The Law Commission’s proposals for commonhold reform include:
- Enable commonhold to be used for larger, mixed-use developments which accommodate not only residential properties but also shops, restaurants and leisure facilities
- Allow shared ownership leases and other forms of affordable housing to be included within commonhold.
- Make it easier for existing leaseholders to convert to commonhold and gain greater control over their properties
- Improve mortgage lenders’ confidence in commonhold to increase the choice of financing available for home buyers
- Provide homeowners with a greater say in how the costs of running their commonhold are met
- Enable homeowners to end unattractive long-term contracts imposed by developers
- Raise consumer awareness of commonhold as a suitable alternative to leasehold in order to encourage uptake
Following on from these proposals, the Law Commission is preparing their final report on commonhold reform, which is set to be published in the first half of 2020.
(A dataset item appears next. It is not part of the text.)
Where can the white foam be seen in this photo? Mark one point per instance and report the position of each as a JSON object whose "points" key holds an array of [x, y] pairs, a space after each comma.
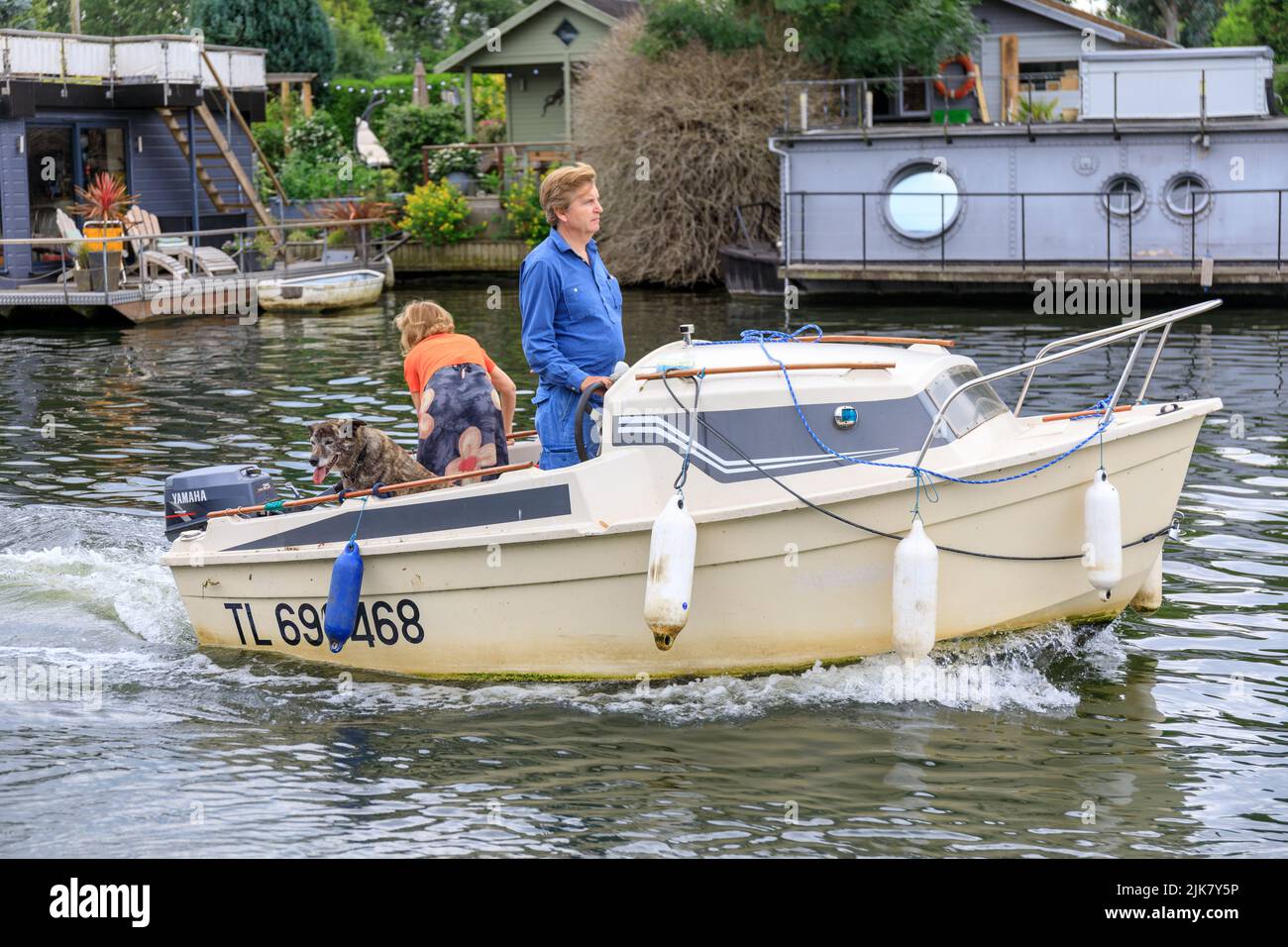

It’s unfortunate that the current commonhold system poses significant problems for the various stakeholders involved in implementation and operation; otherwise, it may have been a great success following its 2002 launch. However, there was and still is a lack of awareness in the industry which has undeniably hindered its success. Still, the Law Commission is seeking to rectify these issues, which could lead to a “reinvigoration” of commonhold.
Nonetheless, it is difficult to ascertain just how successful they will be in their quest before viewing their final report and proposals. We may just see leaseholders continuing to enfranchise (purchase the freehold) as a simpler and easier method of gaining greater control of their homes.